Bernd Wiese: WeltAnsichten. Illustrationen von Forschungsreisen deutscher Geographen im 19. und frühen 20. Jahrhundert. Graphik, Malerei, Photographie. Die Wirklichkeit der Illustration? Köln 2011. 292 S.

Mit diesem Werk stellt der Autor die berühmtesten deutschen Forschungsreisenden im Kontext ihren jeweiligen Epochen ebenso vor, wie die von ihnen außerhalb des europäischen Kontinents in Süd- und Zentralamerika, in Asien und schließlich in Afrika gemachten Entdeckungen. Der Autor liefert einen sorgfältig recherchierten Überblick der jeweiligen historischen Kontexte, in denen die Forschungsreisen erfolgt sind. Dabei wird der Blick sowohl auf die Ebene der Herkunftsländer der Forscher, als auch auf die Ebene der Verhältnisse in den besuchten Regionen gerichtet. An den Anfang des Werkes stellt der Autor die jeweiligen Reisevorbereitungen, d.h. die unterschiedlichen Finanzierungen, die einzelnen Planungsschritte u.a. genauso dar, wie die Feldforschungsmethoden der Malerei und der Zeichnung.

 

In der Einführung skizziert Bernd Wiese die grundlegenden Beziehungen zwischen historischer Geographie und bildhaften Darstellungen. Dabei geht der Autor insbesondere auf die Rolle bildlicher Darstellungen als Quelle von Erkenntnissen der historischen Geographie ein. Desweiteren werden die historischen und vor allem wissenschaftlichen Motivationen herausgestellt, die Forscher wie Alexander von Humboldt, Alphons Stübel und Wilhem Reiss zu ihren Forschungen in Amerika inspiriert haben. Es wird insbesondere auf die Ideologie des Imperialismus eingegangen, die große Unternehmen dazu anspornte, entsprechende Forschungsprojekte zu finanzieren und folglich Forscher in die ganze Welt zu schicken. In diesem Zusammenhang wird auf jene Forschungsmethoden verwiesen, die in erster Linie auf topographische Vermessungen abzielten.

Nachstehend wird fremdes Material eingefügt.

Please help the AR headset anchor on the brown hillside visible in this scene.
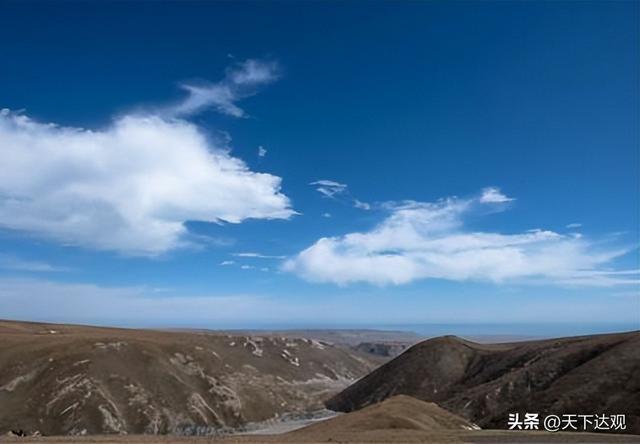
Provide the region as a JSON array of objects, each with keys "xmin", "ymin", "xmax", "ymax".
[
  {"xmin": 326, "ymin": 332, "xmax": 640, "ymax": 434},
  {"xmin": 0, "ymin": 321, "xmax": 373, "ymax": 435}
]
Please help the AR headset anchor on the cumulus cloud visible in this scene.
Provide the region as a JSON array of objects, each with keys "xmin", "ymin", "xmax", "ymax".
[
  {"xmin": 309, "ymin": 179, "xmax": 347, "ymax": 198},
  {"xmin": 480, "ymin": 187, "xmax": 515, "ymax": 203},
  {"xmin": 0, "ymin": 106, "xmax": 294, "ymax": 255},
  {"xmin": 284, "ymin": 189, "xmax": 640, "ymax": 286},
  {"xmin": 353, "ymin": 199, "xmax": 371, "ymax": 211},
  {"xmin": 166, "ymin": 59, "xmax": 280, "ymax": 117}
]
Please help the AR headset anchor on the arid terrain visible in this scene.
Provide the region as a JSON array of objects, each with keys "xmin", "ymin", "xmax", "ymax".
[
  {"xmin": 326, "ymin": 332, "xmax": 640, "ymax": 434},
  {"xmin": 7, "ymin": 395, "xmax": 640, "ymax": 444},
  {"xmin": 0, "ymin": 321, "xmax": 378, "ymax": 435},
  {"xmin": 0, "ymin": 321, "xmax": 640, "ymax": 444}
]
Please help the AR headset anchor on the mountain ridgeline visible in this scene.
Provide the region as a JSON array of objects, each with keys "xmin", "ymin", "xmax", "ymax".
[{"xmin": 326, "ymin": 332, "xmax": 640, "ymax": 434}]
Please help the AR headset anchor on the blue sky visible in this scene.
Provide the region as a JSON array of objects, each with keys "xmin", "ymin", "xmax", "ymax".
[{"xmin": 0, "ymin": 2, "xmax": 640, "ymax": 333}]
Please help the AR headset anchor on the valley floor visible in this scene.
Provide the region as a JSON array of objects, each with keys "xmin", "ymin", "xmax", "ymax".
[{"xmin": 0, "ymin": 429, "xmax": 640, "ymax": 444}]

Der historisch versierte Autor hebt die Tatsache hervor, dass entsprechende Forschungsreisen nicht nur auf den Erwerb geographischer Kenntnisse, sondern auch auf die Prüfung bzw. Untersuchung der Handels- und Wirtschaftsmöglichkeiten in den bereisten Regionen abzielte.

Das Werk liefert dem Leser eine detaillierte Beschreibung der von Alexander von Humboldt in Amerika ausgeführten Reise, der von ihm gewählten Wege, seiner Seereise und der im Laufe seiner Reise erstellten Landkarten. Das Werk liefert insbesondere einen detaillierten Kommentar der verschiedenen Landkarten. Die bedeutendsten davon sind die Ansichten der Kordilleren. Die wissenschaftliche Versiertheit von Alexander von Humboldt wird vom Autor glanzvoll dargelegt, wodurch die verschiedenen Darstellungen der beschriebenen Monumente ebenso wie die der besuchten Orte aufgewertet werden. Diese Darstellungen beziehen sich auf die Reisestrecke des Forschungsreisenden. Besonders auffällig ist die Tatsache, dass die Kommentare von Humboldt treffend kommentiert werden. Weiterhin werden die Beziehungen bzw. Verbindungen von Humboldt zu den besuchten Völkern und seiner Forschungsgruppe dargestellt. Diesbezüglich werden insbesondere der Humanismus und die Visionen Humboldts beleuchtet und verdeutlicht.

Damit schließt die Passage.